Das heißt: Es stehen Interessenten vor der Tür, aber die lassen Sie zumindest noch nicht herein?

Hellmann: Es steht gegenwärtig niemand vor der Tür, mit dem wir verhandeln. Es gibt aktuell auch kein konkretes Modell, wie man einen Investor an Eintracht Frankfurt beteiligen könnte. Es gibt allerdings Interessenten aus den USA, aus China und aus Abu Dhabi. Da geht es in der Regel um Mehrheitsbeteiligungen, die für uns natürlich nicht in Frage kommen. Es gibt aber auch Interessenten, die sich eine Minderheitsbeteiligung vorstellen können. Und dafür ist die Zeit noch nicht reif. Das Thema wollen wir sehr behutsam angehen. Wir planen als Zwischenschritt eine interne Kapitalmaßnahme in der Größenordnung von 15 Millionen Euro, die demnächst vor dem Abschluss steht und ausschließlich von lebenslangen und angesehenen Mitgliedern finanziert wird. Das ist im Fußball nicht exorbitant viel. Es ist aber für uns wichtig, um die hohen Belastungen aus der Nutzung des Stadions bis zum Ende der Verträge im Jahr 2020 zu kompensieren.

Eintracht Frankfurt ist international so stark engagiert wie kaum ein zweiter Verein in der Bundesliga. Sie haben einen amerikanischen Sponsor, kooperieren mit einer chinesischen Universität und wollen eine Fußball-Akademie in Abu Dhabi aufbauen. Was genau ist Ziel und Zweck dieser Internationalisierung?

Hellmann: Das allererste Ziel ist: Wir unterstützen als Club die internationalen Initiativen der DFL. Die Deutsche Fußball Liga verwertet die Medienrechte im Ausland.
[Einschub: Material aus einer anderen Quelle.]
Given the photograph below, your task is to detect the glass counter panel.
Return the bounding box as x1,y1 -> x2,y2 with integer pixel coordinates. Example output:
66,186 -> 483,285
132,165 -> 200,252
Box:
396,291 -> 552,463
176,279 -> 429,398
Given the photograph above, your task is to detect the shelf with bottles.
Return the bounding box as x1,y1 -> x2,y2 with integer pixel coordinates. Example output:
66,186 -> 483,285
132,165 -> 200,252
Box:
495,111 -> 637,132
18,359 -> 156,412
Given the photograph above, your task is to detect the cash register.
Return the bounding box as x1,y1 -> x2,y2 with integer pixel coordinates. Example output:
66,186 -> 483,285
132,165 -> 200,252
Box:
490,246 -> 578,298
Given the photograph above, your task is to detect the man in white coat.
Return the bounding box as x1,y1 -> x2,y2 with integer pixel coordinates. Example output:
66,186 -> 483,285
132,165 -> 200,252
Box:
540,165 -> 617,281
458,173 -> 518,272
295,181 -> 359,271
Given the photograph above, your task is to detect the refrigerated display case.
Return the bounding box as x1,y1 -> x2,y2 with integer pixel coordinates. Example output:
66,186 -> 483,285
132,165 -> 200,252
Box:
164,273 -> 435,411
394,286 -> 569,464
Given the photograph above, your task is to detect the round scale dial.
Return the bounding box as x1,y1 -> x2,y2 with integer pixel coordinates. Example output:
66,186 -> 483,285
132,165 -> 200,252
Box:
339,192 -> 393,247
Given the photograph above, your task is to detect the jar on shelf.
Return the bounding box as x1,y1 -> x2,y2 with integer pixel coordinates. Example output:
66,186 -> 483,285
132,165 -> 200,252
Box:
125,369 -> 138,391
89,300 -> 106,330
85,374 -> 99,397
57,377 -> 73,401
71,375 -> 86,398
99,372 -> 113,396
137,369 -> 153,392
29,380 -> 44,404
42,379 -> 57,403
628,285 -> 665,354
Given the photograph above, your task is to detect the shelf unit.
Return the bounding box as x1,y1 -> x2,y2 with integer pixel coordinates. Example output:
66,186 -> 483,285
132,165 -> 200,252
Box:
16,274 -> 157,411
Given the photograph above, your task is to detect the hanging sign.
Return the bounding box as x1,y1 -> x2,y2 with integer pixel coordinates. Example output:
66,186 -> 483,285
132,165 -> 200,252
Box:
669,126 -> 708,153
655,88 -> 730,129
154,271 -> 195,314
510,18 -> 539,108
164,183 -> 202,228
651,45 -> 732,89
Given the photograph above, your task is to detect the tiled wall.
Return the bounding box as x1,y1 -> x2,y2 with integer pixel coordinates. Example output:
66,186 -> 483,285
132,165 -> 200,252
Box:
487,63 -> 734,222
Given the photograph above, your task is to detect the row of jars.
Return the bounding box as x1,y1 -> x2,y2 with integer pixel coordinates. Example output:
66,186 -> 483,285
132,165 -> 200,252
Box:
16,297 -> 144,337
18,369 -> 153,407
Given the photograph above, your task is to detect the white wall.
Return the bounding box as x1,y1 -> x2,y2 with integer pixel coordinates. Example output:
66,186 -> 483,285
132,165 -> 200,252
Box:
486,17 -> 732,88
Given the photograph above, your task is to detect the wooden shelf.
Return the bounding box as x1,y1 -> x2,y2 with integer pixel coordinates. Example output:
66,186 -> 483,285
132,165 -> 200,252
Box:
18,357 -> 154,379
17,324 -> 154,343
Aber die Werthaltigkeit dieser Medienrechte hängt an der Attraktivität der Bundesliga und der Bekanntheit der Clubs. Die Wege, dieses Interesse zu wecken, sind natürlich vielfältig. Es gibt die großen Namen wie Bayern München oder Borussia Dortmund, die allein durch ihre Spieler oder die Präsenz in der Champions League eine Aufmerksamkeit erreichen. Für uns ist das etwas schwieriger, weil wir nicht im internationalen Geschäft vertreten sind. Deshalb müssen wir als Club eine höhere Präsenz im Ausland schaffen. Unser Ziel ist, das über sogenannte Graswurzel-Maßnahmen zu schaffen, also: Fußball-Akademien, Fußball-Projekte, Fußball-Schulen. Damit sind wir sowohl in Abu Dhabi als auch in China schon relativ weit. In den USA bauen wir das im Moment auf, in Japan wollen wir das in naher Zukunft aufbauen.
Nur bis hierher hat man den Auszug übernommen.